The Dinner List by Rebecca Serle
- Apr 8, 2025
- 3 min read
⭐️⭐️⭐️ 3/5
✅ Would recommend- if this fits your preferences, go for it!
Published by MacMillan Audio September 11th, 2018
Magical Realism
Star-Crossed Lovers
🌶️ 2/5- fade to black or behind closed doors, implied but not described too explicitly
📖 288 pages
🎧 5 hours, 5 minutes
⚠️ Trigger warnings: death, car accident, drunk driving, vehicle hits pedestrian, miscarriage, late term pregnancy loss, parent estrangement, parent death, fiance death, graphic descriptions of physical trauma, pregnancy, infidelity, alcoholism
🤓 SUMMARY 🤓
If you could have dinner with anyone, living or dead, who would it be– Sabrina never expects to find herself at dinner with her list, but here she is with her best friend, her ex, her estranged father, her favorite college professor, and Audrey Hepburn.
👀 REVIEW 👀
I didn’t hate this book, but I didn’t love this book. I found it difficult to follow the characters (I kept confusing the father and professor at dinner) and found the relationship between Sabrina and Tobias frustrating. I fully accept that doomed relationships exist in the real world and what happened to them could have happened in real life– but I would be annoyed by the story if it came from a friend, too– the story came from immature choice after immature choice.
There wasn’t a lot of diversity, especially for New York City, but it was a small cast of characters so there wasn’t a ton of room for it. I found Sabrina whiny and unreasonable, Tobias shallow and selfish, Jessica detached but frustrated when others returned the disinterest, Conrad too optimistic, Robert stuck in his own past and unaccountable unless he can be the victim, and Audrey Hepburn too one-dimensional. Honestly, my favorite character was Matty- he was level headed, encouraging while remaining realistic.
NOTE: I read through the story as if all guests were actually present. I realized while writing this review that if you consider that the guests might only be a projection of Sabrina’s mind, that would explain all the faults I found in each of the characters as that’s how she saw them individually.
Online reviews say the themes are “love, loss, friendship, forgiveness, and the complexities of relationships” but I found the real focus to be on repeatedly trying to make something work that couldn’t. Even when the twist was revealed, Sabrina held on to hope that she could “fix” things when they were so evidently not possible. I appreciated the way Jessica called her out on this at the dinner, but where were people when Tobias left the first time? Even when she “moved on,” Sabrina was never all in on being all out of it; she continued to save something for someone who put in work in direct detriment of their relationship. Through all the on-again-off-agains of their 9 year relationship, neither Sabrina nor Tobias had the best interest of the other person or their relationship as its own entity at heart. “People in relationships are either flowers or gardeners. Two flowers shouldn't partner; they need someone to support them, to help them grow.” This garden was past a neglected patch of weeds, you have to wonder how many harmful things were planted on purpose…
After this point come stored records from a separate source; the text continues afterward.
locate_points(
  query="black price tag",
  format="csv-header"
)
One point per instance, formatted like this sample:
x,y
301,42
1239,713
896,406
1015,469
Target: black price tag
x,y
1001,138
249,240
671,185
There was an unexpected twist that wasn’t done poorly- the entire premise of the story sounds great as an outline as a way for the FMC to come to terms with her past. But it just fell flat for me. I wasn’t excited to get back to the story when I had to take a break and kind of slogged through it. It might hit the mark for others which is why I didn’t say I’d take back my time if I could, but I’ll be skeptical to read others from this author.